A police officer is the first line of defense for our nation. Think back to September 11, 2001. The police and the firefighters were on the front line during that terrorist attack – not the military.
Seven Aurora police officers jumped into an icy pond last weekend after a car ran off the road and was submerged. They didn’t do it for recognition or accolades; they did it because they value human life and they were in a position to be able to assist. That is honor, my friends.
In the course of their tour of duty, police have the power to take away a person’s personal freedom with the United States Constitution as their guide. Given the awesome responsibility that befalls police officers, it is only fitting that they see themselves as noble and honorable. When we begin to understand the power that accompanies responsibility, we begin to see our own worth. As in the self-fulfilling prophecy, when we are seen in a certain light, we begin to act accordingly. When we don’t value our own worth or see ourselves as honorable, we tend to act dishonorably.
In fact, I believe that those who tarnish the badge and violate the public trust don’t consider their responsibility to others. Those are the few who only act with their own interests in mind. When this occurs, they discredit themselves, but more so, our profession. Had they thought of themselves as honorable and noble, perhaps they would have taken their responsibilities more seriously.
Honorable individuals are guided by a moral compass of integrity and harmony with their actions. With that in mind, each one of us, in our respective positions, can act with honor.

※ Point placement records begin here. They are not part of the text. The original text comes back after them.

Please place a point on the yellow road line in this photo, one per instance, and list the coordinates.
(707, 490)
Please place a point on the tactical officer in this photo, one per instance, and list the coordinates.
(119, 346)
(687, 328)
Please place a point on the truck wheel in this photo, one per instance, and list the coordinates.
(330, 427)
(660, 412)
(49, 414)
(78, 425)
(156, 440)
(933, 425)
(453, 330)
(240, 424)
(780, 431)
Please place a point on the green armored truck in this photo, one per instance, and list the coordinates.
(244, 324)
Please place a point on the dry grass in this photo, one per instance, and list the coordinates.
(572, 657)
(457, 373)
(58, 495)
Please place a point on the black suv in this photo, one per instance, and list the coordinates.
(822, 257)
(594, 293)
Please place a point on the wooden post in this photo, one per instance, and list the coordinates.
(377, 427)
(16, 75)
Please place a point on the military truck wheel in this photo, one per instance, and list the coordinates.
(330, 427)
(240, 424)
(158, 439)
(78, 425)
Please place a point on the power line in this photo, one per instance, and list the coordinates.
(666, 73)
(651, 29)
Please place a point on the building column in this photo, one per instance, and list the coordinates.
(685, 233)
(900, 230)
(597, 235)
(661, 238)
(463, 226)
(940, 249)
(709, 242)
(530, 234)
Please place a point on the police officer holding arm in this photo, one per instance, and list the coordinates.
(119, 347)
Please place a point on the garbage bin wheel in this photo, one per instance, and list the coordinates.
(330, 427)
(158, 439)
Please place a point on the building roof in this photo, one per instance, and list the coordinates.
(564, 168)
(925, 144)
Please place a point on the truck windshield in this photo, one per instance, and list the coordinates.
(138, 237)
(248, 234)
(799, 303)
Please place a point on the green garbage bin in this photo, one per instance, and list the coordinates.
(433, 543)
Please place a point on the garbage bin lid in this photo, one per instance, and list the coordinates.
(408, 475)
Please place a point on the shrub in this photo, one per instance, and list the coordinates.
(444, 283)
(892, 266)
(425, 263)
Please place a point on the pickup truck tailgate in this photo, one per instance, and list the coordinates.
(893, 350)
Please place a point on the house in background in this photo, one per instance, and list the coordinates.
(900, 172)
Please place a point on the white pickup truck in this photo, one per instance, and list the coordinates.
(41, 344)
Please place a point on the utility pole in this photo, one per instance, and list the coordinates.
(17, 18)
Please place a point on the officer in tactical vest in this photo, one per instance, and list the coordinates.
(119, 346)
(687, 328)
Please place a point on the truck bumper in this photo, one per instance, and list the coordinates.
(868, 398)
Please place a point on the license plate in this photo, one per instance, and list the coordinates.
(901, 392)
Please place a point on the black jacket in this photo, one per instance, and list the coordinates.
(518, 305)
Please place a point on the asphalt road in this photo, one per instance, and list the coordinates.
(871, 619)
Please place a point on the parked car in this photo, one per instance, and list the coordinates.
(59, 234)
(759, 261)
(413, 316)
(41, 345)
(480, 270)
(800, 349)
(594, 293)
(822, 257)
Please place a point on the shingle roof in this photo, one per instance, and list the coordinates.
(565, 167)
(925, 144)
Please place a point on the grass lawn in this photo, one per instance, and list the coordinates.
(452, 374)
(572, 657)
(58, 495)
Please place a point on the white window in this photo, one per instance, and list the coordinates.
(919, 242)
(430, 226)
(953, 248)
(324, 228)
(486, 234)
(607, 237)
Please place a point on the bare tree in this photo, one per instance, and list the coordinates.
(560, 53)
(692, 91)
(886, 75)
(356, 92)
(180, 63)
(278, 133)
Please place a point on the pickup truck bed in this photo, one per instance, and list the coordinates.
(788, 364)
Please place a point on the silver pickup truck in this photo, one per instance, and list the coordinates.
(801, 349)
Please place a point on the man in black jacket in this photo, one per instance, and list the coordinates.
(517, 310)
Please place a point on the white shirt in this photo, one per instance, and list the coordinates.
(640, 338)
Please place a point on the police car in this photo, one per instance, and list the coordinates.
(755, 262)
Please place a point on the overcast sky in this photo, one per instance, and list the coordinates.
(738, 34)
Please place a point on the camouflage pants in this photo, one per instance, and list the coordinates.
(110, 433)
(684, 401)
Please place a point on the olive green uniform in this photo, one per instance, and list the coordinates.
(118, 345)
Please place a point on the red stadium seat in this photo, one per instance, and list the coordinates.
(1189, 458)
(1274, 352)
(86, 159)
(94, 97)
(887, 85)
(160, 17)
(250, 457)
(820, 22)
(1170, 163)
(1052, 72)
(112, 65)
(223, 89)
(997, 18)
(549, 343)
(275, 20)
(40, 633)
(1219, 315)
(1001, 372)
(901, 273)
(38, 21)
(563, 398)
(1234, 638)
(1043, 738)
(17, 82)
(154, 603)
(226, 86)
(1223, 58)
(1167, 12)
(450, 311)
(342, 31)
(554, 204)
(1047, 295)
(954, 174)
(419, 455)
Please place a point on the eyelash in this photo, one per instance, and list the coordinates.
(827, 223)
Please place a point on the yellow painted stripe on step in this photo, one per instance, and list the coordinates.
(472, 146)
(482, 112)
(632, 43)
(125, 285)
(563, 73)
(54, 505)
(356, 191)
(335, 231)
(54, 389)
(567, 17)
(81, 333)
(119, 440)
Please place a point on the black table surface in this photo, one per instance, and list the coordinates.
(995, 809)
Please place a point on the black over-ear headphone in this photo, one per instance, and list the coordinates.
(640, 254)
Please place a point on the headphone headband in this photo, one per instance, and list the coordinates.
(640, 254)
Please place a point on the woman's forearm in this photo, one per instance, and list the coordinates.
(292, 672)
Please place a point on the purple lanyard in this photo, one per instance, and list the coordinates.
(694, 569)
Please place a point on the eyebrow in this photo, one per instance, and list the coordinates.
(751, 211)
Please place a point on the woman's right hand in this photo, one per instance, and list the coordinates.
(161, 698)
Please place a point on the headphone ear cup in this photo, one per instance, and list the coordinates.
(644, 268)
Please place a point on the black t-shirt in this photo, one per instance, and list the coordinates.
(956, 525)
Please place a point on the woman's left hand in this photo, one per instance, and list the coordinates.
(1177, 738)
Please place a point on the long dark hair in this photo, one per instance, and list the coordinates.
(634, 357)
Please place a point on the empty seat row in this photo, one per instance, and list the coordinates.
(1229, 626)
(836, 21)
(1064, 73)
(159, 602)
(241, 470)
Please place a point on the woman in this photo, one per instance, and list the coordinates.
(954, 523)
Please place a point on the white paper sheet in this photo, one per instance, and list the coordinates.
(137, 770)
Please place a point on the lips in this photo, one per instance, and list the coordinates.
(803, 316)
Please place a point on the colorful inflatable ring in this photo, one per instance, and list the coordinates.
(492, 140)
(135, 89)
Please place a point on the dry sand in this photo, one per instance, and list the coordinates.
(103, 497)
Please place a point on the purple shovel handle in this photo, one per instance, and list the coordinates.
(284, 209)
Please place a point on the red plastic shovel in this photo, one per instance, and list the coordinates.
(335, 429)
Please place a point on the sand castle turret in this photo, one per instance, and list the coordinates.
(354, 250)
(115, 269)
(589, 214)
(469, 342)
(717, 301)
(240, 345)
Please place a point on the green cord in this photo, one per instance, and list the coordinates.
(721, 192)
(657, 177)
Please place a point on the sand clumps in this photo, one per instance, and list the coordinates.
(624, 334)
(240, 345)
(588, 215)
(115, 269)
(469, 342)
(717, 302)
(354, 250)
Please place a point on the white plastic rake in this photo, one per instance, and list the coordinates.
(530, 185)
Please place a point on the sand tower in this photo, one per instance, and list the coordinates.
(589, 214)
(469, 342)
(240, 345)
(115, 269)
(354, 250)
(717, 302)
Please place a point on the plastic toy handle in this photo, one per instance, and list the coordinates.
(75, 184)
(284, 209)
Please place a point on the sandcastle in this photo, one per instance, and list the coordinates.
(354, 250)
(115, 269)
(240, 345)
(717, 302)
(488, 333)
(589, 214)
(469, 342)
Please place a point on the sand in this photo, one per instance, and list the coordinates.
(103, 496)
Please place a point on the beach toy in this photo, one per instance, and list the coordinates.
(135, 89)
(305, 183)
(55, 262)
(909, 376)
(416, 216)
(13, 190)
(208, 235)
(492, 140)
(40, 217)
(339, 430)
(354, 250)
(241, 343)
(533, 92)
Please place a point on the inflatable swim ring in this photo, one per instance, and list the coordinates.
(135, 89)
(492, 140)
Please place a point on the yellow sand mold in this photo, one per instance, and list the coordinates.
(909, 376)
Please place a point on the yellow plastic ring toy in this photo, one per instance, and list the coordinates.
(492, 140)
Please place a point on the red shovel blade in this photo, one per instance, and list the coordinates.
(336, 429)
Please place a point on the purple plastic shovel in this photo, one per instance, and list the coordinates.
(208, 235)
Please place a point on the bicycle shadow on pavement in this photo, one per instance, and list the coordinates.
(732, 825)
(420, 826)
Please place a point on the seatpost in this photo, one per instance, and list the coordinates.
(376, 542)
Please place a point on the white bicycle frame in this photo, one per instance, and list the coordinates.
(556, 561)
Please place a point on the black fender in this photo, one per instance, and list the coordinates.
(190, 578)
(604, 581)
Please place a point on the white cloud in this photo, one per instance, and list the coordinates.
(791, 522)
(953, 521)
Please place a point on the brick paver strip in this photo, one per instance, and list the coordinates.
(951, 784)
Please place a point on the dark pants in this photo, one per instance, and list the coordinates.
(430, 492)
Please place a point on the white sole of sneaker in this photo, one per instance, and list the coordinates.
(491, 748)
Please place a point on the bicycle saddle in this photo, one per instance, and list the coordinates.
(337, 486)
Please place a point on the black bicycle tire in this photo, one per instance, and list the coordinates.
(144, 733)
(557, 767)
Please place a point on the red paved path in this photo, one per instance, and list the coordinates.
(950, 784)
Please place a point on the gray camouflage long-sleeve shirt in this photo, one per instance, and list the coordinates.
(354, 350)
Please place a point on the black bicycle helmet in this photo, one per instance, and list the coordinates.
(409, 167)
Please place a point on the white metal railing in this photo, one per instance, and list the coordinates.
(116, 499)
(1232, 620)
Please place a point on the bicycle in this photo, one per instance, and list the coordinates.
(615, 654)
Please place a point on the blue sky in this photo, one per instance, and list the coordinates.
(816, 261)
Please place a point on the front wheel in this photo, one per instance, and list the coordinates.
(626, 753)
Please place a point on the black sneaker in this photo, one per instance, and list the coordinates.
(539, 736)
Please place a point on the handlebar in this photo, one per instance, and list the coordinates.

Ordinary teachers in Sandy Hook performed extraordinary feats and acted honorably. On a daily basis, people with no formal title act with personal dignity and character. When a coach teaches their players that winning gracefully is just as important as losing gracefully, they are instilling a code of honor within their players.
Each lesson we give our children about responsibility, commitment and integrity builds their self-esteem and instills in them that being honorable matters.
Every human has within them the propensity to exhibit honor and nobility at any given moment. Nobility and honor lie within all of us and it is within these moments, where we make a conscious decision to do what is right instead of what is popular that define us as human beings.